Monday, 14 September 2015

A short One

This is a short post which will take us up to the end of June. Nun Court is a very small alley just off Coleman Street, itself quite a long street which runs between London Wall down to Gresham Street. Nun Court is perhaps the street that I have walked past the most during this project, and have wondered many times how to get an interesting image. I finally got some inspiration one evening and was very pleased with the end result.

The rest of the images here are in the area south of St. Paul's. Dean's Court, just off St. Paul's Churchyard, us  another street I had been down a few times and struggled for inspiration. I think part of the reason is that it attracts a lot of smokers, who are not moving and just look on,  wondering why on earth anyone would chose to photograph there. This time I managed to get an Ok image, and the smoker was too busy looking at his phone to notice me.

Dean's Court leads to Carter Lane and heading west you could easily miss a very small courtyard called Wardrobe Place. Previously I photographed and blogged about the nearby Wardrobe Terrace, and it is here at Wardrobe Place that the Edward III moved the royal finery in 1359, from the tower of London.  For a place with such history I have certainly not done it justice.

A short way further along Carter Lane is St. Andrew's Hill.

Close by is Creed Lane and off here is a small lane and certainly not a square, called Ludgate Square. 

This leads onto Ludgate Hill, and from hear I headed west a little. On the south side almost opposite Old Bailey is Pageantmaster Court.Its a short street, featuring only one building on either side so does not offer many photographic opportunities, but on this occasion I was blessed with some good light.

And that takes us up to the end of June, and with it an updated map.

Friday, 4 September 2015

Oops, Way behind

Crikey I almost forgot about the blog. Now are up to June and there is probably not too many more posts to come.

The next set of shots were taken on a couple of evenings after work. The first image, taken on Broken Wharf near the Thames and just off High Timber Street, is one that made me laugh when I saw the scene. Its a group of charity runners queuing for the toilets before the race, all with "Crisis", the name of the charity on their backs. I couldn't help thinking that it would be a real crisis if there was not toilet paper. Perhaps that is what the guy on the phone is ringing for.

Also just off High Timber Street is Stew Lane and Gardners Lane, neither of which presented many photo opportunities. Perhaps I was cheating a little with Stew Lane as it doesn't show the street as such but instead shows a ladder leading down to the river. I was on the lane when I took the image though, looking down over a wall at the very end of the lane.

High Timber Street is a fork off Upper Thames Street and on the other side of Upper Thames Street is another fork, Castle Baynard Street. Castle Baynard Street doesn't really have a lot going for it  - all of it is under a tunnel, which then comes out onto Puddle Dock.

Close by is  a foot Bridge crossing Upper Thames Street which leads onto Fye Foot Lane, a pedestrian only lane which takes you to Queen Victoria Street. There is not a lot on this lane, jus the sides of some office buildings, but there some quite nice shadows were being cast.

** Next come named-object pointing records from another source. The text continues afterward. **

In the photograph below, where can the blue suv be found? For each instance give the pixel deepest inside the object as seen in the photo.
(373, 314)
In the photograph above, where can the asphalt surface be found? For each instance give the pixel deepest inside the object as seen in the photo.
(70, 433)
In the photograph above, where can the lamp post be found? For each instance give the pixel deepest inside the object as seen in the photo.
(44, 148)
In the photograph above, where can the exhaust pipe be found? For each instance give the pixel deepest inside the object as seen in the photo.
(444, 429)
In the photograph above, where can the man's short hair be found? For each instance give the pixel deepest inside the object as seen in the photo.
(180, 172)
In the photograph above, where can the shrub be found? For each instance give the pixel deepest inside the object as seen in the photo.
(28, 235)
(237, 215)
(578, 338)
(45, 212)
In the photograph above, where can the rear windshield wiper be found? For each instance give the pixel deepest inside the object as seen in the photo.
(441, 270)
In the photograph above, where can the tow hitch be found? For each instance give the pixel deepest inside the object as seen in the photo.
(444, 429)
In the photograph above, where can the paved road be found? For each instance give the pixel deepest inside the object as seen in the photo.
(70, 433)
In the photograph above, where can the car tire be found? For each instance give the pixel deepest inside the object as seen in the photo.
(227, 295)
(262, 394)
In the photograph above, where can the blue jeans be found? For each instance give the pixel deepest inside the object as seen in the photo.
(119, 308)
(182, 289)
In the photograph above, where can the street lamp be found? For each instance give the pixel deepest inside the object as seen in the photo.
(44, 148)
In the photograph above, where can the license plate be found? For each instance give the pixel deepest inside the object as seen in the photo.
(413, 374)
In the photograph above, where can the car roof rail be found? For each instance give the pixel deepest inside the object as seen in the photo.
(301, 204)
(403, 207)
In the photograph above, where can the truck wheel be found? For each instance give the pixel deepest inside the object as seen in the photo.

Near to the first image of this entry is Trig Lane seen below. In the background is the Millennium (or Wobbly) Bridge and the Tate Modern art gallery.

That was the last image I took on that evening, but a few days later I managed to get a few more images, which are all a bit spread out as I was filling in some gaps. Doby Court, is a very small yard outside an office and is not much to look at - you certainly wouldn't visit it unless you were mad enough to do a project like this. I struggled to know what to take, but then quite liked the combination of the bright red road side and the metal behind it.

Watling Court, between Watling Street and Cannon Street, is another uninteresting street, which is currently blocked off at the Cannon Street end due to some building work. I did have a good chat with the lady on the left of the picture though, who was very interested in this project. If she looked at the blog she is probably wondering what happened to her picture as its so long since I took the shot.

Queen Street starts way up at a junction with Cheapside but leads all the down to Southwark bridge, first turning into Queen Street Place at the junction with Upper Thames Street.  Here as you can see in these final images of Queen Street Place and Southwark Bridge, there were some lovely shadows being cast onto the street by the sun.